Where as the spladder_out directory exists in the working directory with outputs in parts. I wanted somehow to redirect the tool or tell the tool to look in the output directory and run for the remaining outputs.

mr-c commented 6 years ago

Try

cwlVersion: v1.0
class: CommandLineTool
doc: Spladder

baseCommand: [python2.7, /cluster/home/aalva/spladder/python/spladder.py]

hints:
  cwltool:InplaceUpdateRequirement:
    inplaceUpdate: true
requirements:
 - class: InlineJavascriptRequirement
 - class: InitialWorkDirRequirement
   listing: 
    - entry: $(inputs.spladder_dir)
      writable: true

inputs:
 spladder_gtf: 
  type: File
  inputBinding:
   position: 3
   prefix: -a
 spladder_bams: 
  type: File[]
  inputBinding:
   position: 1
   prefix: -b
  secondaryFiles: .bai
 spladder_dir:
  type: Directory
  inputBinding:
   position: 2
   prefix: -o
 spladder_phase2:
  type: string
  inputBinding:
   position: 6
   prefix: -T
 spladder_merge_graphs:
  type: string
  inputBinding:
    position: 5
    prefix: -M
 spladder_primary_alignment:
  type: string
  inputBinding:
    position: 10
    prefix: -P
 spladder_confidence:
  type: int
  inputBinding:
    position: 4
    prefix: -c
 spladder_alt:
  type: string
  inputBinding:
    position: 7
    prefix: -t
 spladder_validate:
  type: string
  inputBinding:
    position: 8
    prefix: -V
 spladder_RL:
  type: int
  inputBinding:
    position: 9
    prefix: -n

outputs:
 spladder_out:
  type: Directory
  outputBinding:
   glob: $(inputs.spladder_dir.basename)/spladder

$namespaces:
  cwltool: http://commonwl.org/cwltool#
ranijames commented 6 years ago

Hello @mr-c Thanks for the input now the spladder_dir: in yml should be also a directory right?

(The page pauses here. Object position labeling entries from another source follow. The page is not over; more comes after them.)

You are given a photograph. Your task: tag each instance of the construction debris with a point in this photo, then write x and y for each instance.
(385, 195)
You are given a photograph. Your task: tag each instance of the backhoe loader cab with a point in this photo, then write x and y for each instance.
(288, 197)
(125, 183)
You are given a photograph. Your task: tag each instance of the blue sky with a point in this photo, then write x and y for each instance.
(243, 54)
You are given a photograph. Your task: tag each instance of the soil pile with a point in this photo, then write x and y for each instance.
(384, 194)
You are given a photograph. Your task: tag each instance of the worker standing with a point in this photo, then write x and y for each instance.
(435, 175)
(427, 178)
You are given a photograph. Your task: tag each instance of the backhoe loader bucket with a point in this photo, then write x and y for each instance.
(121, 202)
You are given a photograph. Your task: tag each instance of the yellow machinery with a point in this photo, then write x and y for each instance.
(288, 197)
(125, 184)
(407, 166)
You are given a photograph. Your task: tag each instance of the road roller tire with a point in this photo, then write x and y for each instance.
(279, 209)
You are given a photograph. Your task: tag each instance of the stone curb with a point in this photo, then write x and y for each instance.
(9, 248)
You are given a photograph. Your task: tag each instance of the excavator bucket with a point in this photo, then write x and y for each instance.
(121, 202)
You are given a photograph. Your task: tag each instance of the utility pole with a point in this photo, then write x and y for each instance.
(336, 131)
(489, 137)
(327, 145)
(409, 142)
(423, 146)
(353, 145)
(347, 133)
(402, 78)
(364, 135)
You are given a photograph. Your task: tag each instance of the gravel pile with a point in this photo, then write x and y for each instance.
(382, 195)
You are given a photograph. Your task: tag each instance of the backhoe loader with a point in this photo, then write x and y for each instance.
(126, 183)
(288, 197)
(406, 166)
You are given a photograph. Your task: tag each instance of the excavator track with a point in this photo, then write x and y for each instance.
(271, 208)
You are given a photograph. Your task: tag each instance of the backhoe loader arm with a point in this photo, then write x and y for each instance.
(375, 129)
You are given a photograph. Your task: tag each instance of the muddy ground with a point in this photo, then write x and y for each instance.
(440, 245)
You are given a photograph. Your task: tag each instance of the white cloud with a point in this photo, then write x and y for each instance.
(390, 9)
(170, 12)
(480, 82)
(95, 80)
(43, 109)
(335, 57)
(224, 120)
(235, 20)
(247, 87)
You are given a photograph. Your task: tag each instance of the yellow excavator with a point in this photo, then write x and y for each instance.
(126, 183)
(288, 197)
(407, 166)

Currently it is passed as a string,

spladder_dir: 
 class: Directory
 path: /spaladder_out/spladder/

While runing the new script cwltool --enable-ext /spladder_part_test.cwl /part2.yml It is still starting from as a fresh run without looking into the spladder_dir: . Currently, the spladder_dir consists of following files, ls

genes_graph_conf2.C3N-02289_4_5_L1Aligned.sortedByCoord.out.pickle
genes_graph_conf2.MM909432_L1Aligned.sortedByCoord.out.pickle
genes_graph_conf2.T1185B_L1Aligned.sortedByCoord.out.pickle
genes_graph_conf2.RCC16_L1Aligned.sortedByCoord.out.pickle
genes_graph_conf2.RCC14_L1Aligned.sortedByCoord.out.pickle
genes_graph_conf2.T1015A_L1Aligned.sortedByCoord.out.pickle
genes_graph_conf2.MM909362_L1Aligned.sortedByCoord.out.pickle
genes_graph_conf2.Me290_L1Aligned.sortedByCoord.out.pickle
genes_graph_conf2.MM170111_L1Aligned.sortedByCoord.out.pickle
genes_graph_conf2.Me275_L1Aligned.sortedByCoord.out.pickle
genes_graph_conf2.C3N-02671_08_L1Aligned.sortedByCoord.out.pickle
genes_graph_conf2.C3N-02671_10_L1Aligned.sortedByCoord.out.pickle
genes_graph_conf2.EOC04_L1Aligned.sortedByCoord.out.pickle
genes_graph_conf2.JM-2_L1Aligned.sortedByCoord.out.pickle
genes_graph_conf2.GY150806_L1Aligned.sortedByCoord.out.pickle
genes_graph_conf2.C3N-02289_10_L1Aligned.sortedByCoord.out.pickle

I want thespladder.cwlto identify them as input and merge them

Now, with the above solution, it is starting from creating graphs (that is the *.picklegraphs) for each BAM file in the array and this an unneccessary step, as they already exists.